In this week’s Torah portion we come across 2 verses found in Leviticus 23, which says, “And you shall count for yourselves…from the day that you brought the sheaf of the wave offering: seven Sabbaths… Count fifty days to the day after the seventh Sabbath; then you shall offer a new grain offering to the Lord.” The season of time described in these verses is the time between the festival of Passover and Pentecost—Pesach and Shavuot. God commands that the days between these two festivals be counted each year. Why is it important to count the days between these festivals? Because of what each festival represents.
The festival of Passover represents deliverance/freedom from bondage; the festival of Pentecost is a reminder regarding the giving of the Torah/God’s Law at Mount Sinai. The first thing to notice about the order of the festivals is God brings freedom before He introduces His laws. God doesn’t pile laws on top of problems, God brings freedom, and then He gives instructions on how to remain free. The significance behind the counting of days can be likened to a prisoner awaiting their release date, or a slave awaiting their emancipation.
Counting of days shows eagerness, expectation and readiness to accept whatever is next. God commands that we count these days to create an excitement for the final day of our counting, the day of Shavuot, when we celebrate the giving of the Torah at Sinai.
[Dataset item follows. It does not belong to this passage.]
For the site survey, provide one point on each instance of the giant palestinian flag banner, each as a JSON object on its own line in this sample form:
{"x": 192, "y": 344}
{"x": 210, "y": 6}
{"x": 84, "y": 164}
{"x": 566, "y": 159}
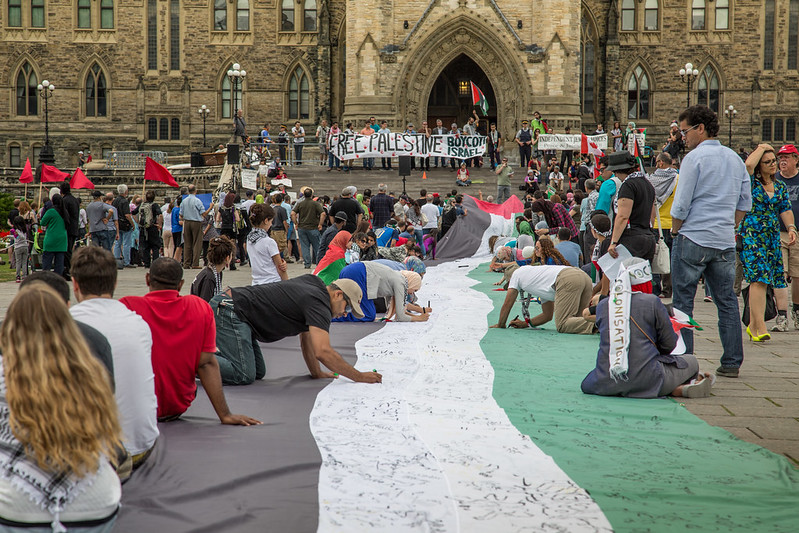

As we are currently in this year’s countdown towards the festival of Shavuot, I pray we would all remember the words of Moses, when he prayed in Psalm 90, “Lord… a thousand years in Your sight are like yesterday when it passes by…So teach us to number our days, that we may present to You a heart of wisdom.” May we all learn to number our days, and, as it says in Ephesians 5, “[make] the most of [our] time, because the days are evil.”